News By Isaiah Gwengi | 08th Aug, 2020
A model farm in Kibuye village, Bondo where local farmers visit for lessons on farming techniques. [Isaiah Gwengi/Standard]

Erratic and unpredictable weather pattern is now the norm that every farmer has to contend with. To outsmart this, Roche Farms in Bondo sub-county, Siaya County has embraced smart strategies to establish a lush farm in an arid land.

So green is the seven-acre multi-purpose farm, the images of banana plantations would pass for Gusii land. The proprietor Andiwo Obondo is now a food supplier in his village and beyond.

“I use organic farming techniques and work closely with the local extension officer,” explains Mr Obondo who started the venture five years ago.

Trends and rain patterns

A close look at the farm, shows how he has used limited space intelligently.

He has partitioned the farm into small manageable acres where he grows trees, fruits, vegetables, cassava, maize and millet.

“I decided to venture into mixed farming because it allows one to spread the risks fairly well and for maximum utilisation of the farm.”

For maximum yields, he also follows closely the meteorological department advisories on seasonal trends and rain patterns.

“In addition to that, I use drought-resistant and fast-maturing seed varieties as advised by our local extension officer,” he says.

The farmer also works closely with relevant local agro-business organisations like One-Acre Fund for capacity building and technical advice.

Crop rotation also helps him guard against vicious weeds that rob the main crops of nutrients and water, leading to stunted growth.

“Manure is more useful than artificial fertilisers,” he points out.

Additionally, he has planted more than 6,000 trees in three different corners of the farm to increase the area’s forest cover.

Smart solutions

“Other than being used to attract rain, trees are a long term investment while other crops are basically used as food security measure.

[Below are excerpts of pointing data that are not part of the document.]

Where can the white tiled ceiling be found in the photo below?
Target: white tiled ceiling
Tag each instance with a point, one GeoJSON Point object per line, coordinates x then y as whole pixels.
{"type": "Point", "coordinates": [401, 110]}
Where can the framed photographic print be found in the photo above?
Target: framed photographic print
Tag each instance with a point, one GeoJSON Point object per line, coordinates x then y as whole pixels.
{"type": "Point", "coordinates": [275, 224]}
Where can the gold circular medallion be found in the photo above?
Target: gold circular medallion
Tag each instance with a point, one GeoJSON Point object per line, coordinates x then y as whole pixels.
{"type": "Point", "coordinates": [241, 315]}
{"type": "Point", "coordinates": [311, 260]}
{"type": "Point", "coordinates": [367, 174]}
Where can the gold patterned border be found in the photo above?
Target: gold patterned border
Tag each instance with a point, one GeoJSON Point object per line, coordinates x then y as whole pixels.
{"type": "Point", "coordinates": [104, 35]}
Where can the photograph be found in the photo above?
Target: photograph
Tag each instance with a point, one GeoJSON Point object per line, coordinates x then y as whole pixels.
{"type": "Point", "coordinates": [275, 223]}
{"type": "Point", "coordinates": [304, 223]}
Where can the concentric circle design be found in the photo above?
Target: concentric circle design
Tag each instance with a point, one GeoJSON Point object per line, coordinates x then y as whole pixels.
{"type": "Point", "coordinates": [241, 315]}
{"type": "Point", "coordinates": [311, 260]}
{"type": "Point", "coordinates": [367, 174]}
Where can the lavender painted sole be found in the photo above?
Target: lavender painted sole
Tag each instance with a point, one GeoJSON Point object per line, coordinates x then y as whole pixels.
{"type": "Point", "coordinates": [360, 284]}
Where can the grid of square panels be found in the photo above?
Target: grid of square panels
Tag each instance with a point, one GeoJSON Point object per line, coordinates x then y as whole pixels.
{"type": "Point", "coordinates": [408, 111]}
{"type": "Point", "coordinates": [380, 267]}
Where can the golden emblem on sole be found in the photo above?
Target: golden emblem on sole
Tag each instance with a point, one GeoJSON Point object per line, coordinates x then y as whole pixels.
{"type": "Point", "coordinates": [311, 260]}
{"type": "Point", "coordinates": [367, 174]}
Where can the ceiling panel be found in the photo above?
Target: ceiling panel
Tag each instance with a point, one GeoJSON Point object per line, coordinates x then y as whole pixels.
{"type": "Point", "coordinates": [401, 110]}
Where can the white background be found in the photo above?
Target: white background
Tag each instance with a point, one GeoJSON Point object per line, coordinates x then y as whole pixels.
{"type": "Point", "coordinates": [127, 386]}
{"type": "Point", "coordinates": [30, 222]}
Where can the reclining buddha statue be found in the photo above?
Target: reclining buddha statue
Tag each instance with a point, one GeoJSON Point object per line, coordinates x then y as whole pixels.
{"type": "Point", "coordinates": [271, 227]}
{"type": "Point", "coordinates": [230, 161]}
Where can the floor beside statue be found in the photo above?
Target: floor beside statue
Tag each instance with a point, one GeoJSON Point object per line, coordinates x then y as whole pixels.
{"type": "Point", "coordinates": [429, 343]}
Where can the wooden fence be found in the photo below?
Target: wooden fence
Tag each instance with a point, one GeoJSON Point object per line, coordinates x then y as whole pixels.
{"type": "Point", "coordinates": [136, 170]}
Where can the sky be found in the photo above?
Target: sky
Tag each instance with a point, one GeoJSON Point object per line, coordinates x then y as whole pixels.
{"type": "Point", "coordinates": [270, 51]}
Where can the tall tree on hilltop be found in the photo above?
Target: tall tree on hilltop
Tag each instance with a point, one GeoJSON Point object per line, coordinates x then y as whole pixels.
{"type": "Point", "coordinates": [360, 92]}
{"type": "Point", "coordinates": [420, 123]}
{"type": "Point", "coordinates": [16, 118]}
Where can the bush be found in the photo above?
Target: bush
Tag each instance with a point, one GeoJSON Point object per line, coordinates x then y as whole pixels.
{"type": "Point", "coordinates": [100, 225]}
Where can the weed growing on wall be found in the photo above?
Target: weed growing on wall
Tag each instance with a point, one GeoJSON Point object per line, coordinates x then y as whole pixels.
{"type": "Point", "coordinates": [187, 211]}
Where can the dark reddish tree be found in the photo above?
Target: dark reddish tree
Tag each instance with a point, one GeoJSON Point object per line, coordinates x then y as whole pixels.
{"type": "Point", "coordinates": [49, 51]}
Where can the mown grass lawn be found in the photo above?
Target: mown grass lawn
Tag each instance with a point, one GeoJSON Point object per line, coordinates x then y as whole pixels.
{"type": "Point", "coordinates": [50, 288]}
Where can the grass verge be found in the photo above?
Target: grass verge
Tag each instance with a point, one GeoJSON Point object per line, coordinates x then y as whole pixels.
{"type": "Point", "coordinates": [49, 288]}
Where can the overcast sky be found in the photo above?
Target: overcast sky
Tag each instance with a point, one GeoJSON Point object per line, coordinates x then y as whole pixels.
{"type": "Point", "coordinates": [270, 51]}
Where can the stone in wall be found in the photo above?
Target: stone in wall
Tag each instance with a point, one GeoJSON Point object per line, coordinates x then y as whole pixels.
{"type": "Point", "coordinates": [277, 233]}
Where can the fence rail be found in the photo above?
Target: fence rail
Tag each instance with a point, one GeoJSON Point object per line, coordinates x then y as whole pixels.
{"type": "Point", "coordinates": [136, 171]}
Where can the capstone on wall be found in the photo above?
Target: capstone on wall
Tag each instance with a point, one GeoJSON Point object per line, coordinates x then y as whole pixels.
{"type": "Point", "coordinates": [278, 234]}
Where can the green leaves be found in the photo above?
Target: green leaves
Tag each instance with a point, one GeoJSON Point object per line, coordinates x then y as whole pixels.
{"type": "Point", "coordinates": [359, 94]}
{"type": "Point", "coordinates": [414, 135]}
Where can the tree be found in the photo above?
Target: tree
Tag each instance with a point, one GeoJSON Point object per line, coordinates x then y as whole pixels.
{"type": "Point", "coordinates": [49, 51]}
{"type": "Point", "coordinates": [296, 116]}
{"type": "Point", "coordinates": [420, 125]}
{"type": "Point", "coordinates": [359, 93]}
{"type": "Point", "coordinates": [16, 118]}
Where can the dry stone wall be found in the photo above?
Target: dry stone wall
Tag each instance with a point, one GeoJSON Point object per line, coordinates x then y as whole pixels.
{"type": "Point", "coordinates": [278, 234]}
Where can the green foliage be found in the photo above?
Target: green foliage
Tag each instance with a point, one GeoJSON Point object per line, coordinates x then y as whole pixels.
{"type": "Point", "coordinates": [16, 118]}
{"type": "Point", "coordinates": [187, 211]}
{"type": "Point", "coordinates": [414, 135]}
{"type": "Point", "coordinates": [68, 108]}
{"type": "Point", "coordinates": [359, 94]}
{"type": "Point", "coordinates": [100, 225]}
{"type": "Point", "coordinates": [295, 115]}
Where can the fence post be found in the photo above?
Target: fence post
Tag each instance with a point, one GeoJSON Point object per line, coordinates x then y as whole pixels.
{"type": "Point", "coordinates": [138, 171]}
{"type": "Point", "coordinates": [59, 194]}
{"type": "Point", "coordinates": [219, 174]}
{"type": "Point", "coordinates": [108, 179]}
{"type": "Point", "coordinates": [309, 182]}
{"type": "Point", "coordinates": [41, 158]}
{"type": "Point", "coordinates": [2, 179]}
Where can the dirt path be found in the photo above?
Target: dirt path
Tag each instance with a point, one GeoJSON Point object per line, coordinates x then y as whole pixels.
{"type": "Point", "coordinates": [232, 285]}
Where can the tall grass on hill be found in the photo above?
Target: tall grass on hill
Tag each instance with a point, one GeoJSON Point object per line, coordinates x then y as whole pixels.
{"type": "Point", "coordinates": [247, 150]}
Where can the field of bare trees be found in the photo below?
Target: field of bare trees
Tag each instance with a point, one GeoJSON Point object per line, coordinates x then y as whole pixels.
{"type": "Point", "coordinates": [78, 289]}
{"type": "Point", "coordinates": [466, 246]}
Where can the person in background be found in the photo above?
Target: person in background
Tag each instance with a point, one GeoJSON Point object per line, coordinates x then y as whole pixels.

My goal is to demonstrate to residents that with smart solutions, they can be food secure throughout the year,” he says.

Because the farm is majorly for demonstration purposes, market is not an issue.

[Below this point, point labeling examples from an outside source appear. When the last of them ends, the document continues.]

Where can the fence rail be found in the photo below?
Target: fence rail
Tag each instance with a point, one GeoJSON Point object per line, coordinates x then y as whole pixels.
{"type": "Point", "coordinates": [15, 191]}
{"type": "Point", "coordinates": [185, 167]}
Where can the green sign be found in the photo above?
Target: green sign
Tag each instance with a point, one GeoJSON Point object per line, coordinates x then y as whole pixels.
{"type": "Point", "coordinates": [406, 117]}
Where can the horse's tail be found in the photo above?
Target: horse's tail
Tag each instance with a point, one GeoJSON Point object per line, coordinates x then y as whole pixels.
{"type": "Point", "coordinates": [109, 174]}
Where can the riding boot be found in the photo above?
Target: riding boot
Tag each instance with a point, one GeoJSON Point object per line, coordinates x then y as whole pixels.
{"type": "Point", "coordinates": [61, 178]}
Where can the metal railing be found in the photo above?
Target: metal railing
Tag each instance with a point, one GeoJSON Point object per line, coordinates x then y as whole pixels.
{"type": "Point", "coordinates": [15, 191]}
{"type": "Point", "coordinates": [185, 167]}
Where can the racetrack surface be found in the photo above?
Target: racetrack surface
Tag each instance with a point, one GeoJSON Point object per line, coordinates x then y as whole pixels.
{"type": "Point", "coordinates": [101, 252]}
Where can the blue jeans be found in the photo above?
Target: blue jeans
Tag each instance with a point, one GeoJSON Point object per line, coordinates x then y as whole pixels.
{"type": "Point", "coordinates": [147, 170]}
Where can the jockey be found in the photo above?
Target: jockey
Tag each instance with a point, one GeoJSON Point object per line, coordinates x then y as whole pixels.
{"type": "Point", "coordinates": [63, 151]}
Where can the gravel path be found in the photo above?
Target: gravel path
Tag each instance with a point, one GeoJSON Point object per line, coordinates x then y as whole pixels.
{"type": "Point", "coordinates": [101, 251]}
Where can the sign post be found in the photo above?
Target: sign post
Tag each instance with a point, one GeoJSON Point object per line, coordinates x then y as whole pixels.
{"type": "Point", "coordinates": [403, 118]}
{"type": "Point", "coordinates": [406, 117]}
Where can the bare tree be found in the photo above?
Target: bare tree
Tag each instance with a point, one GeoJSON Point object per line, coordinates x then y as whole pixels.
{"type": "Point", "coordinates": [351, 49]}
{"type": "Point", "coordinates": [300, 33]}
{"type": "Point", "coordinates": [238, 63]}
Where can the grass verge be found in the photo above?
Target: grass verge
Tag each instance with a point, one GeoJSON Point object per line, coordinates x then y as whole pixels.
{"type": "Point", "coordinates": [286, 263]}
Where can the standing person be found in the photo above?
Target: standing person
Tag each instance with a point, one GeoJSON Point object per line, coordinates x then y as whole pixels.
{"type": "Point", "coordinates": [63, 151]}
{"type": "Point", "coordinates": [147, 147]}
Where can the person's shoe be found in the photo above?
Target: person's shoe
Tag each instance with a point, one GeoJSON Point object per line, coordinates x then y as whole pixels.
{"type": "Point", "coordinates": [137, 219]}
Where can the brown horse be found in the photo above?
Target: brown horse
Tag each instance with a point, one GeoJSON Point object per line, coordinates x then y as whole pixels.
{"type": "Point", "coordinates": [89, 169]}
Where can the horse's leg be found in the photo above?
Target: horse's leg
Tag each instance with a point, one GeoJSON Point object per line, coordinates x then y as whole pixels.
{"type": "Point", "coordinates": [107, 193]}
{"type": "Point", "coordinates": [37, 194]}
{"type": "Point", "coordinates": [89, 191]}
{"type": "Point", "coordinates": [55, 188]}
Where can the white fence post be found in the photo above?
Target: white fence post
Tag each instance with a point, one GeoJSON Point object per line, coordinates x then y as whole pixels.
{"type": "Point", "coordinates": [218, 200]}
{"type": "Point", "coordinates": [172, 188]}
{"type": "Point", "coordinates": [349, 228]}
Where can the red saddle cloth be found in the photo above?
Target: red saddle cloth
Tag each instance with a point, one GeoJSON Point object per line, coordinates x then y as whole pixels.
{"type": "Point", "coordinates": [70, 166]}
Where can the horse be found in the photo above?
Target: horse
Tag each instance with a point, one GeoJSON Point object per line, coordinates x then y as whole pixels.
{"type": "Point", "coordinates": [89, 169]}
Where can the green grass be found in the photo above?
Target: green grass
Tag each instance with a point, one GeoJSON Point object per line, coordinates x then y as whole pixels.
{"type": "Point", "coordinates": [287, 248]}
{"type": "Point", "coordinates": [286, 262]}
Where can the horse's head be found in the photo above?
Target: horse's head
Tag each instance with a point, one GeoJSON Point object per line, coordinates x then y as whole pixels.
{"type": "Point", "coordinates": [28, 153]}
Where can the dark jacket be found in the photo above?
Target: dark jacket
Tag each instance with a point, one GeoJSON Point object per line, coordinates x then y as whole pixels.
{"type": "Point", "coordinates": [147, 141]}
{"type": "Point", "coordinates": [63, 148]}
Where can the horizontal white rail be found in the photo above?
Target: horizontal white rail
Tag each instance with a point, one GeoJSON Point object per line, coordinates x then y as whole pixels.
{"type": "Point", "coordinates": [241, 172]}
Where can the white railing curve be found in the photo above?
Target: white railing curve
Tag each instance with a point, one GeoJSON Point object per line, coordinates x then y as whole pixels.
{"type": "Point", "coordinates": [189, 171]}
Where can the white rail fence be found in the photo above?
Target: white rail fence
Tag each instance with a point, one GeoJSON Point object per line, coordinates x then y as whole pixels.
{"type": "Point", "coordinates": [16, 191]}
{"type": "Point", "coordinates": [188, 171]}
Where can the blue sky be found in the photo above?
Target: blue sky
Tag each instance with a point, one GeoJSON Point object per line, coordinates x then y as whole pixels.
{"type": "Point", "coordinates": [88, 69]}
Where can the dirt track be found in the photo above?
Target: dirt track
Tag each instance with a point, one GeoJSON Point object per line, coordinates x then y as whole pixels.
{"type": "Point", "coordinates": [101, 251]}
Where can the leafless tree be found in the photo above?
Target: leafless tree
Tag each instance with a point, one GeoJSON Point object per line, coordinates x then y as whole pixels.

“Lucky for me, I do not struggle to get clients. Those who have tasted my produce are the ones who bring me new clients. I am also learning to use social media marketing which has opened our eyes especially this covid season,” he says.

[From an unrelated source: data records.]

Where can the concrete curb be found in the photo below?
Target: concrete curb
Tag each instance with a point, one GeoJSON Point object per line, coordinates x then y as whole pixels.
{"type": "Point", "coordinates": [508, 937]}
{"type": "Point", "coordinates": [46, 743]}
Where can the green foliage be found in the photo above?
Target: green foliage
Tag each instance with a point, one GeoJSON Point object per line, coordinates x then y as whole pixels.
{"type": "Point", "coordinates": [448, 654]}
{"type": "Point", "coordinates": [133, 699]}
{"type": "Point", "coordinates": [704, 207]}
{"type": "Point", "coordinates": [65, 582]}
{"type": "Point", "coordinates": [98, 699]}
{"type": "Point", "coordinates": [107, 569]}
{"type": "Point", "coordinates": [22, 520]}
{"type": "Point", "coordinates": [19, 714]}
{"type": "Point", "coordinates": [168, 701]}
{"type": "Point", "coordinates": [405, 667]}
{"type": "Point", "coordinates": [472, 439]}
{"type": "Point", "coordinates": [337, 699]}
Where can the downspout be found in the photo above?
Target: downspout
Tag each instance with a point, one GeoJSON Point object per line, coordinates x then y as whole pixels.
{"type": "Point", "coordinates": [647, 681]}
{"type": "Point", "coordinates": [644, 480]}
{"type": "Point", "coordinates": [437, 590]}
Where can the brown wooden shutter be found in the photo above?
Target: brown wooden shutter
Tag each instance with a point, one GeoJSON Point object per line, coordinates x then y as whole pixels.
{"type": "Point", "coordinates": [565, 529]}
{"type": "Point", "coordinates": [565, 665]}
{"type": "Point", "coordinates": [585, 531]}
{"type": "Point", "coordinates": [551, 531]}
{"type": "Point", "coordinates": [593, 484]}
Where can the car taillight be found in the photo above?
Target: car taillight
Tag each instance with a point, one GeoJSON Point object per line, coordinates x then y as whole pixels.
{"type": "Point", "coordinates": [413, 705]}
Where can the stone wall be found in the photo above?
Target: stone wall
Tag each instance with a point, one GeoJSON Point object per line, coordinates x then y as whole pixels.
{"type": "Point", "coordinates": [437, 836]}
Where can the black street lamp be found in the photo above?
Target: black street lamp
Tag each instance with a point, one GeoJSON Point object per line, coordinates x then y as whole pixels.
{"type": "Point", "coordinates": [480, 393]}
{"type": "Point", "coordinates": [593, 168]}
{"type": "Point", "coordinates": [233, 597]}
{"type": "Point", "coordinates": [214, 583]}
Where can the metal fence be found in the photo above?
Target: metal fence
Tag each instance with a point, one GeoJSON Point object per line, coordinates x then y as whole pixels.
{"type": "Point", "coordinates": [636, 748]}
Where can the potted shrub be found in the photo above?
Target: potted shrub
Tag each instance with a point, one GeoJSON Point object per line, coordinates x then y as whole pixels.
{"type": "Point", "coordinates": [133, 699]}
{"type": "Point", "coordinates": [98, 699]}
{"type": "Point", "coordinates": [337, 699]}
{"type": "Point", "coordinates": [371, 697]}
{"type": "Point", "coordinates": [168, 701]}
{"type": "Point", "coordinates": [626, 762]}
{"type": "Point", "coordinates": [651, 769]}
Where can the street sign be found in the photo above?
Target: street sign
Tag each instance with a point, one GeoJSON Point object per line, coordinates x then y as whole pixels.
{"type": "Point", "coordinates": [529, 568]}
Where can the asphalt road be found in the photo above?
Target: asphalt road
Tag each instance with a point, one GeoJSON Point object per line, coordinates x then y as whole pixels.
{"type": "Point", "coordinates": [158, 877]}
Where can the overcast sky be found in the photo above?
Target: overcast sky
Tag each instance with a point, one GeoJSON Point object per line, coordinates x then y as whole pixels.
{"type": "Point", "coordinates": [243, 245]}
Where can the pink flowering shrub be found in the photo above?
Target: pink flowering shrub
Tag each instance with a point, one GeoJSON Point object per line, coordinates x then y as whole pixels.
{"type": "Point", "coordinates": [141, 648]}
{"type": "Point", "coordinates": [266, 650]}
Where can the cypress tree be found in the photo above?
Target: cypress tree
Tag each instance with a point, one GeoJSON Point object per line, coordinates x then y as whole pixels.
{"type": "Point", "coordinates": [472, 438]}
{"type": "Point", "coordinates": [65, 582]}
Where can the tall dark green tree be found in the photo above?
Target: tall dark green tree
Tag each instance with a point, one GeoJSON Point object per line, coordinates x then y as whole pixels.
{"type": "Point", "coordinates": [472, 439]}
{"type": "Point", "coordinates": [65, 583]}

Having grown cassava for many seasons and being the main crop on the farm, he has advice for those looking to grow them.

“Cassavas do well in areas with low rainfall since it’s a drought tolerant crop,” he says.

One of the varieties in the farm is MH/95 and takes between 9 to 12 months to mature, meaning farmers can expect to harvest thrice in three years.

Moving forward, Obondo plans to invest in value addition and embrace technology. He has already set up two farms in Sinyanya and Got Matar, for the expansion plans.